In yet another high-profile enforcement action, last week EU Competition Commissioner Margrethe Vestager announced charges against Qualcomm Inc., a world leader in 3G, 4G, and next-generation wireless technologies and the world’s largest supplier of baseband chipsets, for allegedly abusing its dominant position in the baseband chipset market. The Commission preliminarily concluded that Qualcomm illegally paid a major customer to exclusively use Qualcomm chipsets, and also engaged in predatory pricing by selling chipsets below cost with the aim of forcing a competitor out of the market.
We have previously reported on Commissioner Vestager’s aggressive antitrust enforcement actions in the technology industry. Over the past year, the Commission has commenced formal investigations into such tech heavyweights as Amazon and Google.
Continuing that trend, the Commission commenced this formal investigation into Qualcomm in July.

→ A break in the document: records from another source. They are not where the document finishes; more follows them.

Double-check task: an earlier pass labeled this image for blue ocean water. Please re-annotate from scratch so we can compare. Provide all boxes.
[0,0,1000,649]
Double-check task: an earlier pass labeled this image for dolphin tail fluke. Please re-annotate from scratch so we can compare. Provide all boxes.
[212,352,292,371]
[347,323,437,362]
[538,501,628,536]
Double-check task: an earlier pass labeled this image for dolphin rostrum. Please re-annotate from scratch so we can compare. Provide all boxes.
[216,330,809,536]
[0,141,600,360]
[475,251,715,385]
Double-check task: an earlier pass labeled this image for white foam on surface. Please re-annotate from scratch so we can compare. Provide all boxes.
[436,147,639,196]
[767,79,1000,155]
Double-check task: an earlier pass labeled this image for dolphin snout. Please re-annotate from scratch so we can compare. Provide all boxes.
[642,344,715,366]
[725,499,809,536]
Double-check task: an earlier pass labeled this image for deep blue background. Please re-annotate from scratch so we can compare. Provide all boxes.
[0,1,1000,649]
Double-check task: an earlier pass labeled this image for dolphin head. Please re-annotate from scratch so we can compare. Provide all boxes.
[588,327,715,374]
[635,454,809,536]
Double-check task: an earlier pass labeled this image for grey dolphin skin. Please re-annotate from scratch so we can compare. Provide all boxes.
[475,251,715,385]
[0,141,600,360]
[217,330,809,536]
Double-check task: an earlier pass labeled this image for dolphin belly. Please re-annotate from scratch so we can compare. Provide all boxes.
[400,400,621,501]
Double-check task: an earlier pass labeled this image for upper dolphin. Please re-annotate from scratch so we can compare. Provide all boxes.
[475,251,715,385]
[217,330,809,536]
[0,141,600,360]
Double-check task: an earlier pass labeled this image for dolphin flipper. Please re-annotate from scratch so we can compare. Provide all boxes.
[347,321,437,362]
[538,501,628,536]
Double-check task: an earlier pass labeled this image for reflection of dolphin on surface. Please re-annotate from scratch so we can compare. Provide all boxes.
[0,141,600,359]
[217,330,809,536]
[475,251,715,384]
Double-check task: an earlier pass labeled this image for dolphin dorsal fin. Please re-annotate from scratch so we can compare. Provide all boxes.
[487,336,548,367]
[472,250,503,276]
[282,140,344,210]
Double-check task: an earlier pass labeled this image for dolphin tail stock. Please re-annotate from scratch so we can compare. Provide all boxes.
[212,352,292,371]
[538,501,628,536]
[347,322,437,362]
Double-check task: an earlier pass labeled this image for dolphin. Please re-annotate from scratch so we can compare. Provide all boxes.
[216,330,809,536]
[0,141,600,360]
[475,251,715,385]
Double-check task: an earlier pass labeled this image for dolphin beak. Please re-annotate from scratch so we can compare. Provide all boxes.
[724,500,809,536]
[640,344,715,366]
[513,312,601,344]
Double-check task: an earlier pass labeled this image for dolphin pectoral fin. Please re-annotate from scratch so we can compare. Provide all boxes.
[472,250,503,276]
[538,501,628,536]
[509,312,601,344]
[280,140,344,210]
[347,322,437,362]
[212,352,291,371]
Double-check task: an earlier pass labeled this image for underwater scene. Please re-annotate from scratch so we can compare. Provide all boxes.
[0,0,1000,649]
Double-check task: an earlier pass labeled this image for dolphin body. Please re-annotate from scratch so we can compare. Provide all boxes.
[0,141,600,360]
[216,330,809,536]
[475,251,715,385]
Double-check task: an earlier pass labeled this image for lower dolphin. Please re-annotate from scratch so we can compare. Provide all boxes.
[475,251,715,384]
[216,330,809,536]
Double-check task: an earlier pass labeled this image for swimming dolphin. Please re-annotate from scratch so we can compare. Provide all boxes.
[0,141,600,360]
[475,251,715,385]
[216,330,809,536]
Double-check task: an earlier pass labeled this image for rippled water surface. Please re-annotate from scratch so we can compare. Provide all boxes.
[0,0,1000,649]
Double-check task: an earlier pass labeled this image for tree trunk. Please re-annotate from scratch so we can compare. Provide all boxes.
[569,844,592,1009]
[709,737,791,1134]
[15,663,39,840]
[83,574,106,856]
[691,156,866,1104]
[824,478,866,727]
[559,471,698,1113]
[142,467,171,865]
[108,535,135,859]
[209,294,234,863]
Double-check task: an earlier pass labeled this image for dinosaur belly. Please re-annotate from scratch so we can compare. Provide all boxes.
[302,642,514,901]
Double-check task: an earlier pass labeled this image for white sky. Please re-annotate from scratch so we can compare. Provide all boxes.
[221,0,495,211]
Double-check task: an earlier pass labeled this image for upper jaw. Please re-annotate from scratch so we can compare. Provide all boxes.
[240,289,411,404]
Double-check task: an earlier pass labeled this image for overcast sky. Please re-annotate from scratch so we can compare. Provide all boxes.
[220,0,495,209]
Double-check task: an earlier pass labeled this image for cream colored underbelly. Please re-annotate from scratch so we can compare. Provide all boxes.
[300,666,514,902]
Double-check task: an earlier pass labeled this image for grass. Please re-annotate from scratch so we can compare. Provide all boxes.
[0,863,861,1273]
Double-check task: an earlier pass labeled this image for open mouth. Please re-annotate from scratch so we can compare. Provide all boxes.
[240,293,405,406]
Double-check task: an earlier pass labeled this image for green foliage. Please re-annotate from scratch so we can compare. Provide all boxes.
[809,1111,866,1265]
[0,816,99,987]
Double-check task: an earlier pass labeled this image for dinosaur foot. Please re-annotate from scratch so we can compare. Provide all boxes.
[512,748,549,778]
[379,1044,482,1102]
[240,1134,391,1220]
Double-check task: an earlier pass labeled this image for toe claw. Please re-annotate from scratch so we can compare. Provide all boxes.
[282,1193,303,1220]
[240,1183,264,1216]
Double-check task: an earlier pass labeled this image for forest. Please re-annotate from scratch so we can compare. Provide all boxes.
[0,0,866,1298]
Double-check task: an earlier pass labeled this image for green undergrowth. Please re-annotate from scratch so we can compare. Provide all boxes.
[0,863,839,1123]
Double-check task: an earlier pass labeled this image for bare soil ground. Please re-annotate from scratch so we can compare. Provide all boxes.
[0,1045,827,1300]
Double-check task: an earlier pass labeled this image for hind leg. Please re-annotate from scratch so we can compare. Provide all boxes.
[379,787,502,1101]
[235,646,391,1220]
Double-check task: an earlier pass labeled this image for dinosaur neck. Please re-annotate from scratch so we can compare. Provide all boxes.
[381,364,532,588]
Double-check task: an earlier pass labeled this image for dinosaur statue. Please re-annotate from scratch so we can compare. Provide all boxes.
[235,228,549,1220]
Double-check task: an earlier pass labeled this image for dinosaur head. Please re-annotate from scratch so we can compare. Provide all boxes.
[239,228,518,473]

In remarks shortly after the investigation began, Commissioner Vestager stressed the importance of requiring tech suppliers to compete on the merits of their products. In its announcement last week, the Commission echoed those sentiments, noting that consumers increasingly access the Internet through mobile devices and, accordingly, it is critical to safeguard effective competition for the supply of key components of these devices.
Qualcomm earns a significant percentage of its profits by licensing patents to mobile technology manufacturers. The Commission’s preliminary conclusions allege that, since 2011, Qualcomm has made unlawful payments to a major smartphone and tablet manufacturer in exchange for the assurance that the company would exclusively use Qualcomm baseband chipsets in its smartphones and tablets. The Commission claims that this conduct has reduced the manufacturer’s incentives to source chipsets from Qualcomm’s competitors and, thus, has harmed competition and innovation in the markets for these products.
The Commission’s preliminary conclusions also allege that Qualcomm engaged in predatory pricing in violation of EU law. According to the Commission, Qualcomm was concerned by the threat of competition from Icera, Inc., an emerging competitor in the baseband chipset market. The Commission alleges that, between 2009 and 2011, Qualcomm sold its 3G baseband chipsets to customers at prices below cost in an effort to force Icera out of the market.
The Commission’s charges came just as the Taiwan Fair Trade Commissionannounced a new investigation into whether Qualcomm’s patent licensing arrangements violate the Taiwan Fair Trade Act. Qualcomm faces similar charges in an investigation by the South Korean Fair Trade Commission. The United States Federal Trade Commission also has an ongoing probe into Qualcomm’s business practices.
In remarks to the European Parliament last year shortly before she took office, Commissioner Vestager vowed to take an active role in monitoring competition in the technology sector. With the charges against Qualcomm, it appears that aggressive antitrust enforcement by EU regulators against technology companies is not going away any time soon.